The Ontario Superior Court of Justice sided with TD Securities Inc., which was sued by a former investment banker, Blair Levinsky, who resigned from the bank in January 2010 in order to start his own hedge fund. In doing so, the bank argued that Levinsky was giving up his claim to restricted share units that were granted under its long-term compensation plan in 2007-2009, which amounted to $1.6 million.

According to the decision, he sued, arguing that the provision requiring forfeiture-on-resignation was a restrictive covenant, which was unreasonable, and therefore unenforceable. The bank said that the forfeiture provision was not a restrictive covenant; and, in any event, was reasonable.

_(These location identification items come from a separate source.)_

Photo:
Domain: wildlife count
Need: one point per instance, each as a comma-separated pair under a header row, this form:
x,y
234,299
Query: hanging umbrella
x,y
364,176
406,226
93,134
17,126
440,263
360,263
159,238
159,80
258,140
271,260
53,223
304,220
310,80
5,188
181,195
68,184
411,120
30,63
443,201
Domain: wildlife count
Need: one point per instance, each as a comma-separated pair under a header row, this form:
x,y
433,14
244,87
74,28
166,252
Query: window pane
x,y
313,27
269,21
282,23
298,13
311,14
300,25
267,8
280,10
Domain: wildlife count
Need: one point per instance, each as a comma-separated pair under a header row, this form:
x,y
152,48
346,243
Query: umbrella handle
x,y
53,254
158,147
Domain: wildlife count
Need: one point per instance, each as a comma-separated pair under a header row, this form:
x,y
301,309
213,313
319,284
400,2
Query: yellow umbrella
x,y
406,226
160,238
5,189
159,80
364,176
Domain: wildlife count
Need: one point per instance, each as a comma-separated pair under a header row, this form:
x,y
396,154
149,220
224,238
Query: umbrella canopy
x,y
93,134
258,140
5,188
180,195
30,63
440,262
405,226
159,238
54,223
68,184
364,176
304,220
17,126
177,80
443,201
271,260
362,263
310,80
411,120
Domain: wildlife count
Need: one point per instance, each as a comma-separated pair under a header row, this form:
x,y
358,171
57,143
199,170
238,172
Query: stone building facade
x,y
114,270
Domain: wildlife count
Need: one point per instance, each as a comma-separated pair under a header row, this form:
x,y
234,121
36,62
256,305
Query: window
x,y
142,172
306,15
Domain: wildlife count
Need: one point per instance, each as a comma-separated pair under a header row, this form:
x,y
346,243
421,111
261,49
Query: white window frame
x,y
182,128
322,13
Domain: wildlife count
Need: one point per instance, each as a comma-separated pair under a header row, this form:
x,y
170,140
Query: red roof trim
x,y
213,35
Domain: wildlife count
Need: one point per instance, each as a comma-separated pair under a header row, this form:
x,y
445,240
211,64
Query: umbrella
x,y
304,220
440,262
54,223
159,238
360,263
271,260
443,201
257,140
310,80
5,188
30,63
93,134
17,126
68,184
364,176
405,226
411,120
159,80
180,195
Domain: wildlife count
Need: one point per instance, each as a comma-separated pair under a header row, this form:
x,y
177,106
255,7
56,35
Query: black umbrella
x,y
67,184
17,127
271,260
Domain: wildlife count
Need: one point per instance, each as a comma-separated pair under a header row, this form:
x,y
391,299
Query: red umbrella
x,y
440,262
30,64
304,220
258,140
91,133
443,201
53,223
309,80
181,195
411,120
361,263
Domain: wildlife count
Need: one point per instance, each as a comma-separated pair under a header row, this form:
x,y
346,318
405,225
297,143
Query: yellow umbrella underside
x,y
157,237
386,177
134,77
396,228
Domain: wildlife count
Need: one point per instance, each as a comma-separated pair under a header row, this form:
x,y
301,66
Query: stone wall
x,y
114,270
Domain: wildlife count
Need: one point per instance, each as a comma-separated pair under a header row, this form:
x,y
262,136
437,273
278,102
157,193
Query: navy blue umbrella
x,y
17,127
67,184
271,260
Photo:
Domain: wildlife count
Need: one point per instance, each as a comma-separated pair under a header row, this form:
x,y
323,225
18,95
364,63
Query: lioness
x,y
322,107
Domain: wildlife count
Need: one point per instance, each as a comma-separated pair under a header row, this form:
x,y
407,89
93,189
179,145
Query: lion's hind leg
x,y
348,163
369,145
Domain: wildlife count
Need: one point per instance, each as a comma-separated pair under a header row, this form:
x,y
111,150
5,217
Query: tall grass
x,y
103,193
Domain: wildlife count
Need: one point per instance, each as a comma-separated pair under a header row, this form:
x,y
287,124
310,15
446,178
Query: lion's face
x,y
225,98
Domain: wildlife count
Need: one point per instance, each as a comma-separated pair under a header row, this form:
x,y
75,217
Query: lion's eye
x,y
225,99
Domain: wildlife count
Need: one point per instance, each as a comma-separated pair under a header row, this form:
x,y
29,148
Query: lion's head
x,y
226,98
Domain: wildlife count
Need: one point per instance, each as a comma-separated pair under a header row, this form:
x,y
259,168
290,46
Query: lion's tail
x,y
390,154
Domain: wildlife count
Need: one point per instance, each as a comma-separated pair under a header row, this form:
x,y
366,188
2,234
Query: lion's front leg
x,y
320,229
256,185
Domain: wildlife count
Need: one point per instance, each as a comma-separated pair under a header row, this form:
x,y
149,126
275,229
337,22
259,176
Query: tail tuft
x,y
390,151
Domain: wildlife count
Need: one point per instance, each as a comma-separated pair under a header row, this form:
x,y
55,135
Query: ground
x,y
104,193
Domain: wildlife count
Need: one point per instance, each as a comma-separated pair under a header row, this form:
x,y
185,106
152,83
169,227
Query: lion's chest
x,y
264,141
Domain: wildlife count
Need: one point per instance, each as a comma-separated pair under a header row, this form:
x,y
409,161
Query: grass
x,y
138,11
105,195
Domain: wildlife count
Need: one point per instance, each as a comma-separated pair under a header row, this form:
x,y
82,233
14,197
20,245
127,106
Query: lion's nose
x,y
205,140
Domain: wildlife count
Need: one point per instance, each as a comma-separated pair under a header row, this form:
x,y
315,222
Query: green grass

The court sided with the bank. It found that the RSUs were a form of loyalty incentive, not a restraint of trade, nor did it create vested rights for the recipient. “An award constituted an allocation of future compensation which was contingent upon the existence of certain facts at the time of maturity of the RSU in order for the recipient to receive the cash benefit of the award,” it says.

Ultimately, the court concludes that forfeiture clause “was not in restraint in trade; it was a valid, binding and enforceable term of the contract of employment between Levinsky and the bank.” It denied his request for a declaration that it was a restrictive covenant and unenforceable, and dismissed his claim for payment of the amounts he forfeited in leaving the firm.